The reason for the 24 fps restriction is our suggestion based purely on broad compatibility. As a restriction, you can probably ignore it for a limited showing that you can control, say in the UK. The original spec that the first wave of DCI servers was made under only supported 24fps. Now in theory, every DCI server in the world should have been updated with the latest firmware and support HFR, 25fps and so on. Sadly if you have any experience of bureaucracy and institutional dysfunction you will understand why in some rare cases it may not have happened. Some cinemas may not have been upgraded since the day the server was installed.

So if you know exactly which cinemas will be showing your work and what frame rates they support, you can happily go ahead and make a DCP to the most latest DCI spec and know that will play on their systems.

But if you don’t know that, you may well be getting a call 30 minutes before your film is to be shown at a cinema in Aix-en-Provence complaining that your film will not play and it is too late to send and ingest another.

Of course, you could always have two DCP versions made to cover yourself. Large features often make many different DCP deliverables, even with different grades to combat specific display systems.


There are no sync issues converting to 24fps via our process. Picture and sound run at exactly the same speed, just slightly slower. This same process has been used for every single 25fps project made into film, and in reverse, for every 24fps acquired show shown on European 25fps television. The people who notice most are the composers. The theme to the series “Friends” by The Rembrandts runs just that bit faster in its UK television incarnation. At least pitch shifting can kep it in the same key.


In an ideal world we’d never ever resample digital sound from the moment is was converted at the initial A/D stage (mike to recorder) to the output D/A stage (theatre server to speakers) at the viewing end. In reality this ends up happening far more than we’d like. And there are many audiophiles who claim to have a more limited audtory experience in digital than they did in analogue since CDs are only 44.1 KHZ.

But carefully done I’d say this conversion would not be noticeable by 99% of the audience.
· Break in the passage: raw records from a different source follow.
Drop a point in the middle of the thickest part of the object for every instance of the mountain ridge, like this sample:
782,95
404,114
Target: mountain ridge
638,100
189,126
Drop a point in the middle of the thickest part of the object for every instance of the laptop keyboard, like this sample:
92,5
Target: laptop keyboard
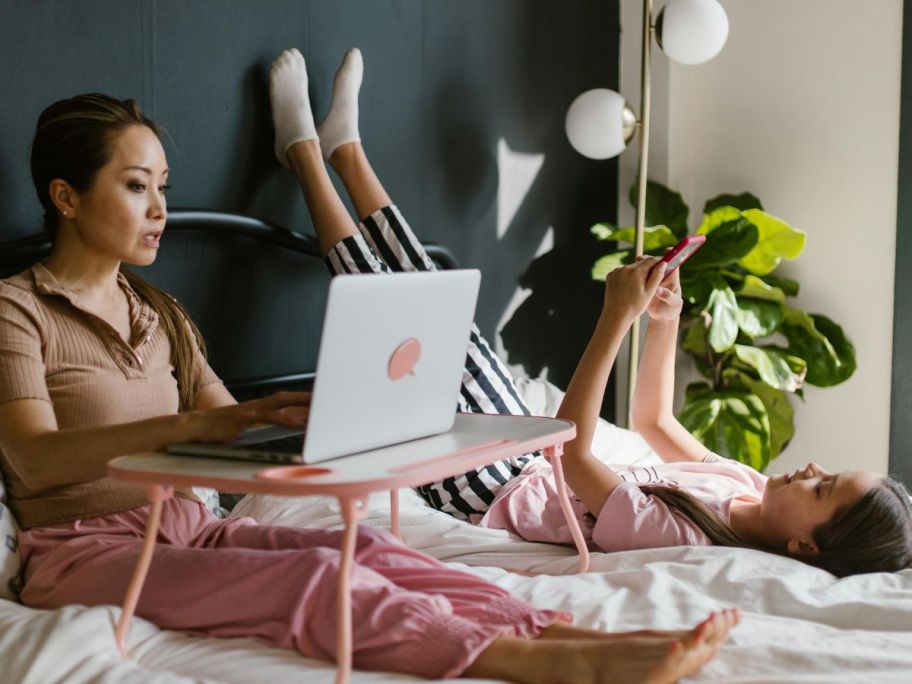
293,444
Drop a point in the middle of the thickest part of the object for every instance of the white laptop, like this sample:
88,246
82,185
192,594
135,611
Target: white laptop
389,368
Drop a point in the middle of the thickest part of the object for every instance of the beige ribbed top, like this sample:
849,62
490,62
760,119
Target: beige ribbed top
53,349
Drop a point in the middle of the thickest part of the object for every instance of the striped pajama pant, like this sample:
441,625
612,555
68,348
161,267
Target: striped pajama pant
387,244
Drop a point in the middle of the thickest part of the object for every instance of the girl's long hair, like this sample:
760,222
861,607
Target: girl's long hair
73,142
874,534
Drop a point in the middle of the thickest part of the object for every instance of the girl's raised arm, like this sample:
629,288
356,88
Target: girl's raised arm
627,292
652,412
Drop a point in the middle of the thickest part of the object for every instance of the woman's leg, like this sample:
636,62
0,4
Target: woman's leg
388,241
225,583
I’d say the actual quality of the recorded content, and then the subsequent mixing etc is what will be noticed. Things like the quality and proximity of the dialogue microphone at the shoot, the presence or lack of input distortion and then its subsequent level relative to any other elements (music, fx).
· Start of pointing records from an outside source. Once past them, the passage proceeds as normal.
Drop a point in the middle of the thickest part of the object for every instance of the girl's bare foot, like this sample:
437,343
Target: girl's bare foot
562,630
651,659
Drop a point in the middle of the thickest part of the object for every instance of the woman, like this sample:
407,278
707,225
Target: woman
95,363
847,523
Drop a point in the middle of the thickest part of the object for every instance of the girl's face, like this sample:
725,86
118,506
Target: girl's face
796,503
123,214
So I’d be more worried about using a Schoeps mike over a Rode than the sample rate conversion.


If you supply a 25fps Prores HQ file we have to turn that into XYZ RGB TIFFS before authoring the DCP. We do this on a frame for frame basis. Frame 1 is Frame 1. Frame 2 is Frame 2. This is then simply interpreted as a 24fps image sequence so will run slower. There is no actual conversion, just a difference in playback speed.

If you do the conversion to 24fps we will have no idea how you did it. We so often see frame doubling, weird interpolation or frame skipping from people who attempted some sort of frame rate conversion themselves. If you are confident doing this yourself then great. But unless you are also confident making correctly colour space converted XYZ/P3 colour space TIFFS then we will still have to do that part anyway: in which case there is no point converting the video yourself.

As far as the audio is concerned you are welcome to conduct your own slow down and pitch shift. There are various ways to do this in Soundtrack Pro, Pro Tools etc. As long as you stick to the absolute values of conversion then nothing will go out of sync. And make sure our deliverable is 24bit 48Khz stems.

Good luck with finishing your project and we are here to help at any stage.